Schematic summary of the layer-specific Sp5 regulation along the Hydra body axis. (A) Dot plot view of Zic4, Wnt3, Sp5, TCF, Wnt5A, Wnt8 and β-catenin expression in cells from the epithelial lineages, either epidermal or gastrodermal, and the interstitial lineage as deduced from Hydra single-cell transcriptome analysis [35]. Along the central body column, single-cell sequencing has identified two populations of epithelial stem cells in the epidermis (SC1 and SC2) and three in the gastrodermis (SC1, SC2 and SC3).
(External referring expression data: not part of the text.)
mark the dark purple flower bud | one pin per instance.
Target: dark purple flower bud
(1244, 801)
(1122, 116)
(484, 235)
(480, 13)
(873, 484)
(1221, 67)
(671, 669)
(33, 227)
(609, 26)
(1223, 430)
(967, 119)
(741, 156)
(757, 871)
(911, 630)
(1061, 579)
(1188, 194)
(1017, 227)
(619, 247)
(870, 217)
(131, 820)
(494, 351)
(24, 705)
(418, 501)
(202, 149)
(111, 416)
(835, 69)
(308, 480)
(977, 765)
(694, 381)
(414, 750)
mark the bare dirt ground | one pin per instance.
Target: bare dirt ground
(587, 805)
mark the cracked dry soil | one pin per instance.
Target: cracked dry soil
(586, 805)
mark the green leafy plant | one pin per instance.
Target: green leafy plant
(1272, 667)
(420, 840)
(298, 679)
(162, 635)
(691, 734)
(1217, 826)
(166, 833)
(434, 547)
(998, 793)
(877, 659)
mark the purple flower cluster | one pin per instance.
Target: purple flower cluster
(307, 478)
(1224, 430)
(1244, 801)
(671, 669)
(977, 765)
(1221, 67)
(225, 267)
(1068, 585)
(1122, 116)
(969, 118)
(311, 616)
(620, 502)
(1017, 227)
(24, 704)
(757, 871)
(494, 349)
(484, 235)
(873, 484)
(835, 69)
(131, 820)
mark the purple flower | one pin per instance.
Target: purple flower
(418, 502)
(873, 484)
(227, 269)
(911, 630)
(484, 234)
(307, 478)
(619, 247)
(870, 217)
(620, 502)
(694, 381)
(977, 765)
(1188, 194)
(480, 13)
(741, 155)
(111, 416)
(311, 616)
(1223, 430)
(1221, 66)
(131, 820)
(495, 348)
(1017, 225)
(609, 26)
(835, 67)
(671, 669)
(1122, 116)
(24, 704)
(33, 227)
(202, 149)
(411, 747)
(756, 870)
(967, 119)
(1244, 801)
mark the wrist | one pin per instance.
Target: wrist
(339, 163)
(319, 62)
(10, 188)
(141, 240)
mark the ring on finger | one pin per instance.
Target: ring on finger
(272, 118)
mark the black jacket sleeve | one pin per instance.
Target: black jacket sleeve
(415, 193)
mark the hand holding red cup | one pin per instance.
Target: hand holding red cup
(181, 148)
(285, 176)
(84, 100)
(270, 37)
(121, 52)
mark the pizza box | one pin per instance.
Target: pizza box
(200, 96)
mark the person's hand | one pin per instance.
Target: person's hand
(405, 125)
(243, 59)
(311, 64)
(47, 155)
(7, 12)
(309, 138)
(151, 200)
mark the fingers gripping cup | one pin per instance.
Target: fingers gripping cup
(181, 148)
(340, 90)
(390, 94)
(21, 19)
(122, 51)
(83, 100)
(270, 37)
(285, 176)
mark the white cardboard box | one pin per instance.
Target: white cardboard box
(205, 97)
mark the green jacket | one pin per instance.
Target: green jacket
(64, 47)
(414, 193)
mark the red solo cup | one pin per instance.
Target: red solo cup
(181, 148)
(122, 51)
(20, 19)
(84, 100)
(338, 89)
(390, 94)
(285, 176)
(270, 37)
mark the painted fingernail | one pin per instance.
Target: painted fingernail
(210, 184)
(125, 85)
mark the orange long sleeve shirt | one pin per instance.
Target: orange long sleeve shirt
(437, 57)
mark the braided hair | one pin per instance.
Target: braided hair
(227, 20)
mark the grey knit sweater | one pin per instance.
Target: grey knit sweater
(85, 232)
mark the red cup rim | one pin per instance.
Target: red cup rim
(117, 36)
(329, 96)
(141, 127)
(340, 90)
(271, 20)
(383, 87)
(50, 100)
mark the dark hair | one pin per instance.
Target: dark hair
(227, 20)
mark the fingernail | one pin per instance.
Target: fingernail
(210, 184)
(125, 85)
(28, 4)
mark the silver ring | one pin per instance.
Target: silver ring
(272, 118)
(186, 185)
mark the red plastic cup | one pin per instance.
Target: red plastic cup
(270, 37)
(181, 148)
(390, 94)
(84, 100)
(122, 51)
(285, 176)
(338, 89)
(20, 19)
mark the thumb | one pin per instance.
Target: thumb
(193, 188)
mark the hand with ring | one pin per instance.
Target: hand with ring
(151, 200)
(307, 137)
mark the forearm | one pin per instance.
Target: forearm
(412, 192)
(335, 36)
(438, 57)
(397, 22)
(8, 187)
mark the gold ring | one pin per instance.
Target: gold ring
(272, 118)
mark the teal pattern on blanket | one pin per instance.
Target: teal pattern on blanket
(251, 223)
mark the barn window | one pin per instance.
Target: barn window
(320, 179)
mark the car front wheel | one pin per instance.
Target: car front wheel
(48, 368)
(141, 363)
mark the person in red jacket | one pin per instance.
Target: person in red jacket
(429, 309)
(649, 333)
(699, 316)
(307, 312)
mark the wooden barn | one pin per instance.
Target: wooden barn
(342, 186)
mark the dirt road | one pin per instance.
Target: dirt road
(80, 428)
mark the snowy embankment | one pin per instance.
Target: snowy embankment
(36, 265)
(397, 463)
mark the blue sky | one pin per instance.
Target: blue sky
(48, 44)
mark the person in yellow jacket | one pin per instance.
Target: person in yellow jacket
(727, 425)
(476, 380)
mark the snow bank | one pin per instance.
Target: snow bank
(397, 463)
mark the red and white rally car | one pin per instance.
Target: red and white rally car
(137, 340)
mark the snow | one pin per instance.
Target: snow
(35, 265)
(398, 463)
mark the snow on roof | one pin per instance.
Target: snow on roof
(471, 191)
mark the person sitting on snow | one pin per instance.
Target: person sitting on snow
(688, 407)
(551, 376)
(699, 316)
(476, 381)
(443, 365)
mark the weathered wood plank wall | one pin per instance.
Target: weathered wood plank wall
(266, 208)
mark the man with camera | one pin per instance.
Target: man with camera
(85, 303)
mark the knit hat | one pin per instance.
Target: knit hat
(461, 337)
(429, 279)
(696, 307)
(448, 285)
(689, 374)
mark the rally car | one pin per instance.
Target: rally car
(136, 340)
See other abbreviations in Figure S1. (B,C) Schematic representation of the predicted genetic regulation network (GRN) at work in the epidermal and gastrodermal layers of the hypostome (B) and tentacle (C) regions in Hydra. (D,E) Schematic view of GFP fluorescence (green), Sp5 expression and predicted GRNs at work in the epidermal (D) and gastrodermal (E) layers of the body column (BC) of HySp5-3169:GFP transgenic animals, either maintained in homeostatic conditions (left) or ALP-treated, or knocked-down for Sp5 or β-catenin (right). Bold letters, black arrows and thick red bars indicate a stronger activity.